J’ai été obligé de convoquer Jeannot au bowling pour avoir le plaisir de battre quelqu’un à quelque chose. J’ai été le plus fort. Nettement. 

Il ne faut pas oublier d’éduquer les nouvelles générations dans cet esprit de lutte. J’ai expliqué à mon gamin qu’il n’aura rien d’autre dans la vie que les avantages pour lesquels il aura durement lutté. Je crains qu’il n’ait pas bien compris.  Il s’entend avec tout le monde, il n’a personne à combattre. 

J’ai beaucoup progressé. Je ravage tout sur mon passage. Sans un regard pour les vaincus qui auront ce qu’ils méritent. Je sens leur jalousie dans mon dos. Je suis un monstre de sang-froid. Je me fais peur moi-même. 

Les bonnes réponses

4 mai, 2011

Maurice a listé les manières de répondre à coté de la question :

« Mes services ont pris bonne note de votre demande… »

« Votre dossier fait actuellement l’objet d’un approfondissement… »

« La question que vous soulevez mérite d’être soumise à un groupe de travail que je réunirai prochainement… »

« Vos remarques éveillent un grand intérêt de la part des spécialistes… »

« Compte tenu de son importance, j’ai transmis votre courrier à notre siège central… »

« Vous posez là une vraie question… »

« Comme d’habitude vos observations sont pertinentes… »

« Il faudrait que l’on se voit pour en discuter… »
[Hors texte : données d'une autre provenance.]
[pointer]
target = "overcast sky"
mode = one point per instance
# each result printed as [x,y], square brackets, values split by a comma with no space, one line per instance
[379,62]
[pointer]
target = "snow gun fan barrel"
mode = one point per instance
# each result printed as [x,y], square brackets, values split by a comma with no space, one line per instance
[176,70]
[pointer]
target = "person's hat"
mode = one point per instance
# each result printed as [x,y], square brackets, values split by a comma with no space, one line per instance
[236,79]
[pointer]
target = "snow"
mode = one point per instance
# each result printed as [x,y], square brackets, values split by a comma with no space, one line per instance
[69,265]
Les conseils du grand Jacot (7)

3 mai, 2011

« Il  n’y a pas de mal à se faire du mal. Vous allez aux soldes pour faire des économies. En quelque sorte, vous dépensez plus en voulant dépenser moins. Vous pourriez aussi aller au ski en espérant vous casser la figure pendant qu’on y est. Ou alors prendre un bain en hiver dans de l’eau bien froide pour attraper une bonne grippe. Ou passer votre temps devant la télé pour être sur de ne pas rater une émission débile. Ou bien encore voter avec enthousiasme pour un dictateur aux prochaines élections qui s’enrichira grassement sur votre dos. Vous n’êtes pas très raisonnable. » 
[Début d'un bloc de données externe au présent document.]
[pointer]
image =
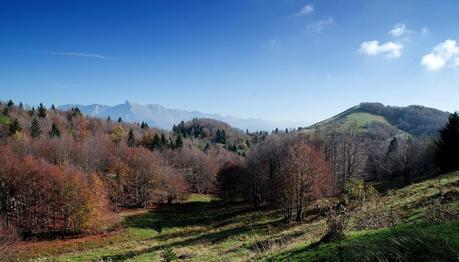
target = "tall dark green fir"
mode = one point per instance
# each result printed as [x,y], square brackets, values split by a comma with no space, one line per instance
[41,111]
[447,145]
[35,130]
[131,139]
[54,132]
[15,127]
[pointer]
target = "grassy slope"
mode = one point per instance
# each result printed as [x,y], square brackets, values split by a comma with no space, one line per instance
[206,230]
[352,116]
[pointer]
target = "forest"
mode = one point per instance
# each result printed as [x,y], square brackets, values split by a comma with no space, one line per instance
[66,175]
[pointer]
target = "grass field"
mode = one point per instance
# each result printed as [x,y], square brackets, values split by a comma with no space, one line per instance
[204,229]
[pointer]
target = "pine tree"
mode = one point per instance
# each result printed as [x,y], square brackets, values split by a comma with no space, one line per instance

« Bon d’accord, monsieur Jacot, je vais faire des choses positives et pas du tout risquées. Je prendrai mes vacances aux Caraïbes et me baignerai dans de l’eau chaude. Les requins auront sûrement le dos tourné pendant ce temps là. Et puis, je vais rester devant mon téléviseur jusqu’à une heure du matin, pour ne pas louper une émission passionnante. Je voterai pour un système politique où tout le monde pourra donner son avis et participer au bazar général. Ça vous va ? » 
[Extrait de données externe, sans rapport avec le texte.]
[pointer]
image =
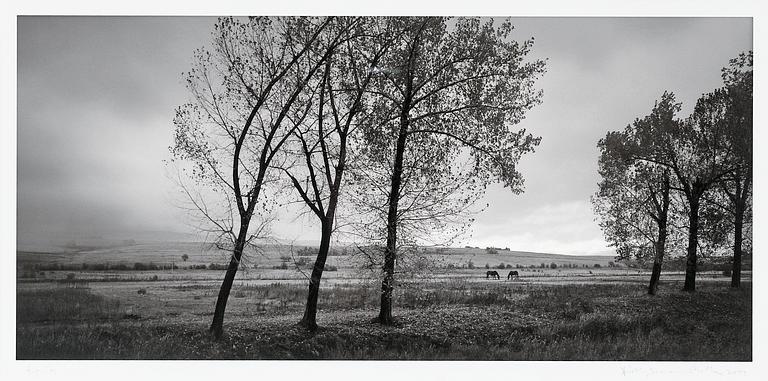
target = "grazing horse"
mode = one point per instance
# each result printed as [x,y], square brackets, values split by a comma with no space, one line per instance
[492,274]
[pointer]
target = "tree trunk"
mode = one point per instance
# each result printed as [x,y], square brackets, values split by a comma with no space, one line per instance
[309,320]
[390,251]
[737,238]
[658,259]
[693,241]
[217,328]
« Voyons, voyons ! Tout de suite des solutions extrêmes ! Comme vous y allez !  Prenons un peu de recul et essayons de travailler sur des solutions sensées ! Par exemple, au lieu de vous précipitez pour acquérir n’importe quoi sous prétexte que c’est en solde, vous pourriez acheter ce dont vous avez besoin, au juste prix, après en avoir discuté avec le commerçant. Ou alors, pendant votre séjour aux Caraïbes, vous prendrez des bains tièdes, ni trop chauds, ni trop froids après vous êtes renseigné sur la présence éventuelle de piranhas. Ou encore, vous pourriez regarder la télévision en sachant l’éteindre quand ce n’est pas intéressant. Sur le plan politique, il faudrait que vous choisissiez un homme mesuré, capable de prendre des décisions après avoir pris le temps d’écouter tous les avis. Ce n’est pas mieux comme ça ? »   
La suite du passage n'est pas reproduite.